On July 8, 2012, Petitioner filed the instant pro se habeas petition, asserting the following claim:

(1) Petitioner is being confined beyond the maximum sentence permitted by the statute, which expired March 19, 2005. Also, there has been inexcusable and inordinate delay that has rendered the state remedy unavailable.

(Doc. No. 1). On August 8, 2011, this Court received copies of Petitioner's exhibits, which were sent by Petitioner's daughter (Ms. Jacqueline E. Patman). (Doc. No. 7). On September 1, 2011, Respondents filed an Answer, asserting that the instant petition constitutes a second or successive petition and should be transferred to the Third Circuit.*fn4 (Doc. No. 4). On September 11, 2011, Petitioner filed a Reply. (Doc. No. 5). On October 11, 2011, Petitioner sent a letter to this Court requesting a copy of the entire state court records.*fn5 (Doc. No. 6).

II. DISCUSSION

The AEDPA "established a stringent set of procedures that a prisoner 'in custody pursuant to a judgment of a State court'" must follow if he wishes to file a second or successive habeas petition.*fn6 Burton v. Stewart, 549 U.S. 147, 152 (2007). The federal courts of appeals act as the "'gate-keeper,'" which charges them "with the responsibility of 'preventing the repeated filing of habeas petitions that attack the prisoner's underlying conviction.'"*fn7 Blystone v. Horn, 664 F.3d 397, 411 (3d Cir. 2011) (quoting Leal Garcia v. Quarterman, 573 F.3d 214, 220 (5th Cir. 2009)). As such, "before filing the application in the district court, a prisoner 'shall move in the appropriate court of appeals for an order authorizing the district court to consider the application.'" Burton, 549 U.S. at 152-53 (quoting 28 U.S.C. § 2244(b)(3)(A)). "A petitioner's failure to seek such authorization from the appropriate appellate court before filing a second or successive habeas petition 'acts as a jurisdictional bar.'" Blystone, 664 F.3d at 412 (quoting United States v.
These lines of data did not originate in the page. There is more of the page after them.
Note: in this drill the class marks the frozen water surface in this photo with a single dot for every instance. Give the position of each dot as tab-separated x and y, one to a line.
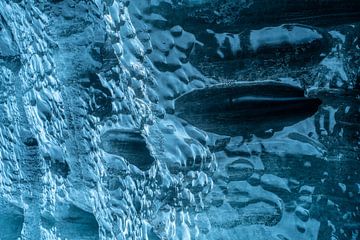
171	119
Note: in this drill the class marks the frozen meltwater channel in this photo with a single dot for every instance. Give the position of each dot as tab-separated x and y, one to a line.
179	119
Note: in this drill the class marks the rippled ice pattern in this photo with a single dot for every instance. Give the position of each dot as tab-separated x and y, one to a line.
179	119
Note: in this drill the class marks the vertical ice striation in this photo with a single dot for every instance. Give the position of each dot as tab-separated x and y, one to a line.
179	119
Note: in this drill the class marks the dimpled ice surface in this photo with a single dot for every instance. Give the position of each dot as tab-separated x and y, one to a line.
179	119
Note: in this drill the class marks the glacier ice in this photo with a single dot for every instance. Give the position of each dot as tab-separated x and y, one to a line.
111	126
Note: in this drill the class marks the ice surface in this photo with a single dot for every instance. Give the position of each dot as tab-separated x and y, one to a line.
156	119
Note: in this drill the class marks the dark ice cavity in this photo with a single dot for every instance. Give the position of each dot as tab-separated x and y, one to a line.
246	108
130	144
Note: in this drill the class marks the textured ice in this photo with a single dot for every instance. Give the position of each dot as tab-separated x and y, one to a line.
179	119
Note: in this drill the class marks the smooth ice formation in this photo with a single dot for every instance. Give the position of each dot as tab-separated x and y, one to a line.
179	119
246	108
Key, 205 F.3d 773, 774 (5th Cir. 2000)); see also Burton, 549 U.S. at 153 (stating that when a petitioner does not receive the required authorization before filing a second or successive petition, the district court is "without jurisdiction to entertain it"). If such an unauthorized second or successive petition is filed, "the district court's only option is to dismiss the petition or transfer it to the court of appeals pursuant to 28 U.S.C. § 1631." Robinson v. Johnson, 313 F.3d 128, 139 (3d Cir. 2002).
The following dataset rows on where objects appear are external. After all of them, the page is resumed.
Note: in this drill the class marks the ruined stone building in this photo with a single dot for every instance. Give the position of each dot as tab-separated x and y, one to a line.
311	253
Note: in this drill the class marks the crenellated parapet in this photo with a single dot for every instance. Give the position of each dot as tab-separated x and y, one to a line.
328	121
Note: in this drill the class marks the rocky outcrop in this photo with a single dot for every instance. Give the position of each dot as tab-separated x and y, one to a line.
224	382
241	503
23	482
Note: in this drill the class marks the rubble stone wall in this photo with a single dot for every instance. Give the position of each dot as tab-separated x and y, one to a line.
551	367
Here, the instant petition constitutes a second or successive petition because Petitioner is challenging his state court judgment that was already the subject of a prior habeas adjudication. See Magwood, 130 S. Ct. at 2796-97. However, Petitioner has not obtained the requisite authorization from the Third Circuit. See Burton, 549 U.S. at 152-53 (quoting 28 U.S.C. § 2244(b)(3)(A)). This Court thus lacks jurisdiction to entertain the instant petition.*fn8 See Burton, 549 U.S. at 153; see also Blystone, 664 F.3d at 412. Therefore, in the interests of justice, this Court recommends transferring the instant petition to the Third Circuit pursuant to 28 U.S.C. § 1631. See Robinson, 313 F.3d at 139.

III. CONCLUSION

For the forgoing reasons, this Court respectfully recommends that the instant habeas petition be transferred to the United States Court of Appeals for the Third Circuit, because Petitioner has not obtained the requisite authorization to file this second or successive petition.

Therefore, I make the following:

R E C O M M E N D A T I O N

AND NOW, this 5th day of March, 2012, IT IS RESPECTFULLY RECOMMENDED that the petition for a writ of habeas corpus be TRANSFERRED to the Court of Appeals for the Third Circuit.

Petitioner may file objections to this Report and Recommendation. See Local Civ. Rule 72.1. Failure to file timely objections may constitute a waiver of any appellate rights.